AI accelerators are a type of specialized hardware designed to speed up AI applications, particularly neural networks, deep learning, and machine learning. They’re multicore in design and focus on low-precision arithmetic or in-memory computing, both of which can boost the performance of large AI algorithms and lead to state-of-the-art results in natural language processing, computer vision, and other domains.
IBM says its four-core chip, which remains in the research stages, is optimized for low-precision workloads with a number of different AI and machine learning models. Low-precision techniques require less silicon area and power compared with their high-precision counterparts, enabling better cache usage and reduce memory bottlenecks. This often leads to a decrease in the time and energy cost of training AI models.
IBM’s AI accelerator chip is among the few to incorporate ultra-low precision “hybrid FP8” formats for training deep learning models in an extreme ultraviolet lithography-based package. It’s also one of the first to feature power management, with the ability to maximize performance by slowing down during computation phases with high power consumption. And it offers high sustained utilization that ostensibly translates to superior real application performance.

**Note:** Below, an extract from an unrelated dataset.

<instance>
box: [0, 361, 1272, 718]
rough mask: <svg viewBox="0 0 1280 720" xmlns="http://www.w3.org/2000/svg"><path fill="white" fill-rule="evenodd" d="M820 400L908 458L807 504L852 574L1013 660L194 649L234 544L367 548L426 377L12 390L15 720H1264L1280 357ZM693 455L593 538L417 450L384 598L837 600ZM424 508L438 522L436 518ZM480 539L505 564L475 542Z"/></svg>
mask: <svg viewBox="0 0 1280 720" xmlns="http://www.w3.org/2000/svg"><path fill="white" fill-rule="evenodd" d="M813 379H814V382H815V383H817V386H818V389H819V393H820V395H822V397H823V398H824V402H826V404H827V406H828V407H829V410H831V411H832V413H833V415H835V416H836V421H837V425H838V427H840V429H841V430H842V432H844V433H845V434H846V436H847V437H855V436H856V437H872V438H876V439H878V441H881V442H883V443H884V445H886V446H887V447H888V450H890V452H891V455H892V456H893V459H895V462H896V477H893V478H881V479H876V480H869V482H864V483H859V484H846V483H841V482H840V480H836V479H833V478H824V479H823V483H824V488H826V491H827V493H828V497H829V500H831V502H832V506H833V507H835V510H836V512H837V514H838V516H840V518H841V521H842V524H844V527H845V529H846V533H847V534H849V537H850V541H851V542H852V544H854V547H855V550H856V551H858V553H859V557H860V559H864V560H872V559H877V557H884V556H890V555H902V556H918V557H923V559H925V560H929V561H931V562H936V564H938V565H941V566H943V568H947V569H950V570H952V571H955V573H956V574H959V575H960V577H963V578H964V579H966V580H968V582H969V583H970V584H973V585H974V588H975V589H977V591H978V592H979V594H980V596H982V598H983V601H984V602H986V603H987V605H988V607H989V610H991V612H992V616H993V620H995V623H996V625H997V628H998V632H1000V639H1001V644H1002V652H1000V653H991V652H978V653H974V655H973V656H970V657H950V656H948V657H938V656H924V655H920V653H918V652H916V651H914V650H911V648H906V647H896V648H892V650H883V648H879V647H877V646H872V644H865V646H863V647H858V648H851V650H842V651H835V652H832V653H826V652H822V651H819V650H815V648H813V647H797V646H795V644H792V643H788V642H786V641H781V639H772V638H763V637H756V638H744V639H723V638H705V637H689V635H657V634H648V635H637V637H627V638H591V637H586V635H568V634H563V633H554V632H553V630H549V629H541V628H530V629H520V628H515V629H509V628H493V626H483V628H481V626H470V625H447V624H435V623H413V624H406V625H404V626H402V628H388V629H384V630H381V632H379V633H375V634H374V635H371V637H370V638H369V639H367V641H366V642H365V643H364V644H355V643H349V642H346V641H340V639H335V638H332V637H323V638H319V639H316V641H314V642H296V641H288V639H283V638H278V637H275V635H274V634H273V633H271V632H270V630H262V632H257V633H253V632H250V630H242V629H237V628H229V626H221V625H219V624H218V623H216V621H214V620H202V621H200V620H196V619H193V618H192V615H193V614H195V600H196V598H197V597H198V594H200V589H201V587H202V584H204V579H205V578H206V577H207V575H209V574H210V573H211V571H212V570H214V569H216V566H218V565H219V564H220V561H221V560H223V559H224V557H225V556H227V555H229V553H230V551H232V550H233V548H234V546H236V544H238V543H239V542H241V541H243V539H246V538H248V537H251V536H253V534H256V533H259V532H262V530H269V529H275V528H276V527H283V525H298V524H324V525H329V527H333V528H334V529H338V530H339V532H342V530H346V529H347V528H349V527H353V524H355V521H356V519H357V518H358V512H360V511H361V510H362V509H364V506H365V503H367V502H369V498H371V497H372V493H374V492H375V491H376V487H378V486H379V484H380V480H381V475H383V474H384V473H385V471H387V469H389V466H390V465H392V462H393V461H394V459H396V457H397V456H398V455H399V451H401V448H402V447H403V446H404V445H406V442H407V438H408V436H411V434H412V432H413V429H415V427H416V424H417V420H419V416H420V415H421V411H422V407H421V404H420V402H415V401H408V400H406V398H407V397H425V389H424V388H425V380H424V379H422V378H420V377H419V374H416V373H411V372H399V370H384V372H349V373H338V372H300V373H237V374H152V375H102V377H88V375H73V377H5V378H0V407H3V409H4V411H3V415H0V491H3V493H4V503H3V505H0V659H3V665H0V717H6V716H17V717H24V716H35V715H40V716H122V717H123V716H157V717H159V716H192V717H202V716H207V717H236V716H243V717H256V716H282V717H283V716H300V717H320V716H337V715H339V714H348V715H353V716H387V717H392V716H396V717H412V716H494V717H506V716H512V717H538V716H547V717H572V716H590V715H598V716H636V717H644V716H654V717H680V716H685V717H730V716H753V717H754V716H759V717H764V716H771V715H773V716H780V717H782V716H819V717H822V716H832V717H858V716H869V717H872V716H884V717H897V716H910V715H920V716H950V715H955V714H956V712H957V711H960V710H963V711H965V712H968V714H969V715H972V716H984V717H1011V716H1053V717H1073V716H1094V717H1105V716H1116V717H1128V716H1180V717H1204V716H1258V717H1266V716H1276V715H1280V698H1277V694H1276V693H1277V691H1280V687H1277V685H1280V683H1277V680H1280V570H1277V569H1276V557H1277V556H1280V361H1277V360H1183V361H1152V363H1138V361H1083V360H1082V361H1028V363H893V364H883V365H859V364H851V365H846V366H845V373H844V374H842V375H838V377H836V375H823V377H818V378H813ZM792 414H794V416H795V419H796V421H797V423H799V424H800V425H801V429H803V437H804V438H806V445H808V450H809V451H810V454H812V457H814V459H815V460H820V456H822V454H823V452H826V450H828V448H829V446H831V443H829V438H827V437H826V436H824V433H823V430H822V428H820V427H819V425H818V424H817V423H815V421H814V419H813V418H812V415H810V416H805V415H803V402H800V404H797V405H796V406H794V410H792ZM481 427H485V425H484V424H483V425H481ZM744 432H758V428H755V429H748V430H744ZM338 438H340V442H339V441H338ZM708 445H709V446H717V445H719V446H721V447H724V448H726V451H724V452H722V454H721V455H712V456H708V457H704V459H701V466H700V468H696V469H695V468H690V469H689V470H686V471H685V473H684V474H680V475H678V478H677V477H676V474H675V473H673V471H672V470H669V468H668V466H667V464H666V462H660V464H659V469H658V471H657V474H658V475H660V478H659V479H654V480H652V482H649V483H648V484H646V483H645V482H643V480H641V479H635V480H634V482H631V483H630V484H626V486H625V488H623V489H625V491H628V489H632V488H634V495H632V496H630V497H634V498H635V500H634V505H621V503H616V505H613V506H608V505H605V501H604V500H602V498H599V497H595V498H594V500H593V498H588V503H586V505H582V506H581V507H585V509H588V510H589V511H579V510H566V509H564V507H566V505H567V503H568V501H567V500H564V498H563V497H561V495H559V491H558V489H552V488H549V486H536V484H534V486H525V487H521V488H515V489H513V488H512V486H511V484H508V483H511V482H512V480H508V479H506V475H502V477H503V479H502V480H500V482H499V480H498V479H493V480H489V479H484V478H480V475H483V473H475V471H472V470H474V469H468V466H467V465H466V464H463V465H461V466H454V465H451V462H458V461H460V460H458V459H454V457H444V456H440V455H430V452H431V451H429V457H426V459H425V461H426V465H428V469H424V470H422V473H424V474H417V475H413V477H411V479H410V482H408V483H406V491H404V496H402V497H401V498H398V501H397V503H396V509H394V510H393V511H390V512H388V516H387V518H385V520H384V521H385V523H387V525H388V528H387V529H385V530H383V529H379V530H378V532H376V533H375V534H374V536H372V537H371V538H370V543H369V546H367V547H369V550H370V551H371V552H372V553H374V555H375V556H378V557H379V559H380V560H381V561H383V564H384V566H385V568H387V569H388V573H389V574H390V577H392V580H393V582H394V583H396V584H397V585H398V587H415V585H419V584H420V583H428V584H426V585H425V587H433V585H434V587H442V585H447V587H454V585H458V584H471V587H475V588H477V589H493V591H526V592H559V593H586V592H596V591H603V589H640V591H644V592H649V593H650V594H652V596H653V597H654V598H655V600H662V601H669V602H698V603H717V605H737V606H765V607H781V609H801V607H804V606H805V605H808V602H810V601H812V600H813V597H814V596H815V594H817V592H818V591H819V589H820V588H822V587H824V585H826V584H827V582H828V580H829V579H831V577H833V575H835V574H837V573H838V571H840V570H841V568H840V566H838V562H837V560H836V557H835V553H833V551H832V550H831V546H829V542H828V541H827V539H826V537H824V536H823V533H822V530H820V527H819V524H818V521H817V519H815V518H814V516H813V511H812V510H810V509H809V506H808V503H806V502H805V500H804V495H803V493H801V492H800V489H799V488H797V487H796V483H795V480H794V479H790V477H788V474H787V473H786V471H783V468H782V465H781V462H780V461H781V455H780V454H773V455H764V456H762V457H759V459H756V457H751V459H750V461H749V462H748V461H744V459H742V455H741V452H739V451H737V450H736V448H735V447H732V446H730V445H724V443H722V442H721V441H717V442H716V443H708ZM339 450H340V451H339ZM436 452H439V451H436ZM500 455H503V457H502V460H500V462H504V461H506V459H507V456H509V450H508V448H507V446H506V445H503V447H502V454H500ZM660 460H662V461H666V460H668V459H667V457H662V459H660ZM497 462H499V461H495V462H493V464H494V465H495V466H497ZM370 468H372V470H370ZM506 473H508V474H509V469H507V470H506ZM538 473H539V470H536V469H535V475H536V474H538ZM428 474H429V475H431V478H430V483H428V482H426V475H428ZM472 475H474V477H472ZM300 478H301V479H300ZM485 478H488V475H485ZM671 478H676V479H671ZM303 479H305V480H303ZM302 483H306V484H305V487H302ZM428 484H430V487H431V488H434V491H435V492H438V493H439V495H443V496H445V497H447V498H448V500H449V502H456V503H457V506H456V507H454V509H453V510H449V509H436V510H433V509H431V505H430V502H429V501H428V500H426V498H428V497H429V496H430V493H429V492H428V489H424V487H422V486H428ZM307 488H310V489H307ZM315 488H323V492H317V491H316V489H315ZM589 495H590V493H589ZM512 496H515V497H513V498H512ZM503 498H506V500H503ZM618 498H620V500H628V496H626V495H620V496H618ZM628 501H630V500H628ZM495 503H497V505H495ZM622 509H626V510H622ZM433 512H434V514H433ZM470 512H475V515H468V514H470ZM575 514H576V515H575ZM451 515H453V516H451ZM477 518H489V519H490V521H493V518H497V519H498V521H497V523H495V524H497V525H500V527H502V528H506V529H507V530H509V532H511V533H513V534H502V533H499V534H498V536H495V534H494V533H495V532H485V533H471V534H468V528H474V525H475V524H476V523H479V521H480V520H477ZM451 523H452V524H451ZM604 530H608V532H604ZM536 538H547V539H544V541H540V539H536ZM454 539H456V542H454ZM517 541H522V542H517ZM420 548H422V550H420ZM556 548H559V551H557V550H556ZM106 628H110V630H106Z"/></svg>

In experiments, IBM says its AI chip routinely achieved more than 80% utilization for training and more than 60% utilization for inference. Moreover, the chip’s performance and power efficiency exceeded that of other dedicated inference and training chips.
IBM’s goal in the next 2-3 years is to apply the novel AI chip design commercially to a range of applications, including large-scale training in the cloud, privacy, security, and autonomous vehicles. “Our new AI core and chip can be used for many new cloud to edge applications across multiple industries,” IBM researchers Ankur Agrawal and Kailash Gopalakrishnan wrote in a blog post. “For instance, they can be used for cloud training of large-scale deep learning models in vision, speech and natural language processing using 8-bit formats (versus the 16- and 32-bit formats currently used in the industry). They can also be used for cloud inference applications, such as for speech to text AI services, text to speech AI services, natural language processing services, financial transaction fraud detection and broader deployment of AI models in financial services.”